Some of South Africa’s diplomatic campaigns have been detrimental to national interests such as the wellbeing of its citizens, but our role as the human rights beacon of the world reigns supreme. Whenever we have tested our resolve to the limit, it has been the wisdom of those in charge — the ANC — that rescued us, thanks to the respect that the ANC commands globally.
The decision by South Africa to stick its neck out in the Israel-Hamas war, which will go down in history as its second anti-apartheid frontier, might be the most costly one. The victory at the International Court of Justice has subjected South Africa and the ANC to a storm of heightened investment strikes by the friends of Israel, sophisticated regime-change funding, and a cocktail of decisions by the global pro-Israel lobby to supercharge the neutralisation of South Africa as an emerging existential threat to the moral legitimacy of Israel’s occupation ambitions for Palestinian territory.
In the words of South Africa’s chief diplomat, foreign minister Naledi Pandor, not only has Israel been forced to account, but those complicit in its yet-to-be-proven genocidal acts will also be held to account. What has not been properly highlighted as a risk to the stability of our constitutional and democratic order is Pandor’s statement that “when you take on a cause, you must expect that there will be retribution”. It is this expected retribution that South Africans are not engaging with.
The Israeli occupation of Palestine is incompatible with what defines South Africa as a nation; ditto the Holocaust. South Africa’s constitutional values cannot be reconciled with the occupation ambitions of Israel.

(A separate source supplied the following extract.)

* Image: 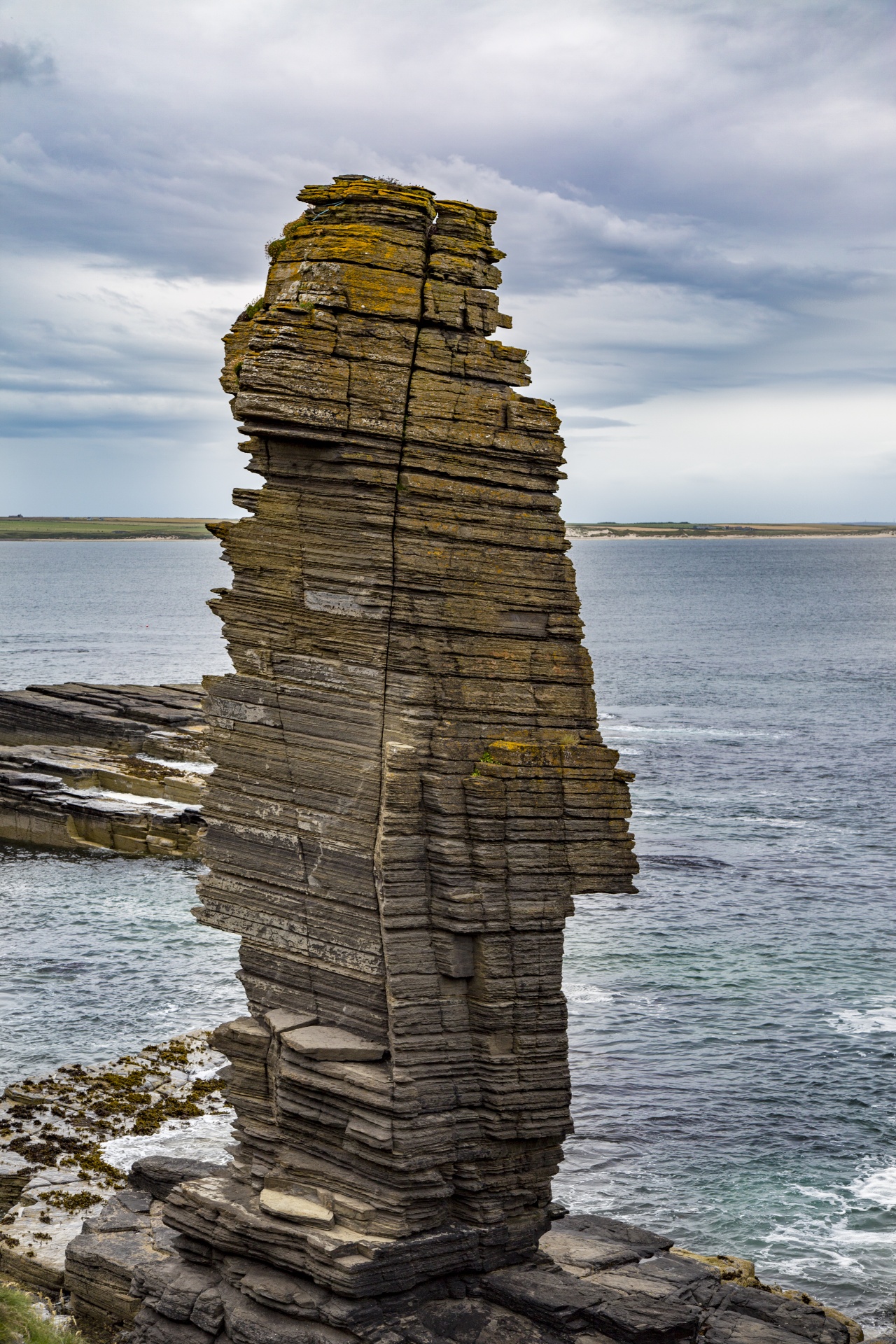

South Africa’s concept of freedom for all exerts a powerful sway over how it relates to other nations, including those with an abnormal balance of trade deficit.
With apartheid having been declared a crime against humanity and genocide having been part of most occupations and land dispossession successes, South Africa is constitutionally obliged to act according to the foundations of its democracy. Reconciliation between South Africa and Israel would require deep ideological shifts by the two countries and their allies.
With US policy on the Middle East being dictated by the pro-Israel lobby, Washington’s relationship with South Africa will be subjected to scrutiny. Israel has been able to sustain a duality of pursuing human dignity, social justice, nonracialism, nonsexism, human rights, comprehensive freedom and the right to selfdetermination for the Jewish community on the one hand while ignoring Palestinian claims to these rights on the other. In Israel’s view, its occupation of Palestinian territory is moral, legal and somewhat legitimate.
The first shot in dealing with South Africa has been fired, and the US-South Africa Bilateral Relations Review Act has been lodged in Congress. The bill suggests that South Africa’s posture towards Israel would change if the ANC was no longer in office, or if the leadership of the party changed. It characterises South African foreign policy as that of the ANC; this makes the party out to be a liability for South Africans.
The bill in Congress declares that “the ANC’s foreign policy actions have long ceased to reflect its stated stance of non-alignment, and now directly favour the People’s Republic of China, the Russian Federation, and Hamas, a known proxy of Iran, and thereby undermine US national security and foreign policy interests”. This declaration creates a policy context to reposition the ANC’s relationship with US national security management, including its global apparatus for regime change. The thrust of the bill is to determine whether South Africa has engaged in activities that undermine US national security or foreign policy interests.
While South Africa’s human rights stand is incompatible with apartheid, genocide and imperialism, among other things, remaining true to it will have a cost for the health and wellbeing of our democracy.
If enacted, the US bill will redefine South Africa’s relations not only with Washington but with all its allies. The tectonic plates of international relations are shifting; the results will be more than we bargained for.